The SRT also includes a marksman observer who provides an overhead perspective during missions. “Our average team is a pretty small, tight-knit group,” Edwards said. “The size can vary as Marines reach their end of active service and move to different duty stations. To maintain our numbers we hold a semi-annual screening process.”

SRT supervisors evaluate volunteers for screening from the base Provost Marshall’s Office on their physical fitness and proficiency on basic Marine tasks in order to ensure excellence in their team. Applicants are also screened during several interview boards to ensure the potential team mates have the personality traits essential to comprehensive team work.

“Our selection is pretty tough,” said Lance Cpl. Jesse Rastetter, SRT shield Marine. “We need to run a first-class physical fitness test and combat fitness test and have an expert qualification score with our rifle and pistol. We go over some of the basics of room clearing and methods of entry into a room or building and do a lot of hard PT.”

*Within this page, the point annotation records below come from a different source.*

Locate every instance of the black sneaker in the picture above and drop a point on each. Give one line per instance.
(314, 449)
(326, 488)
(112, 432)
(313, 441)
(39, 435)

Rastetter, a Sebring, Ohio native, has been receiving on the job training with the SRT for nearly two months : “At this point I’m just waiting to head out to Ft. Leonard Wood for our basic entry course”. The course is a two-week training curriculum that enables Marines to receive a secondary military occupational specialty as a basic entry Marine and serve in full capacity with the SRT, he said. “My Marines and I are always excited to get out and train,” Edwards said. “We try to get out to the range or conduct some sort of realistic training at least once a week.”

SRT is constantly developing and training for the evolution of possible situations and scenarios. They stay ready to react to any scenario that falls within their mission set.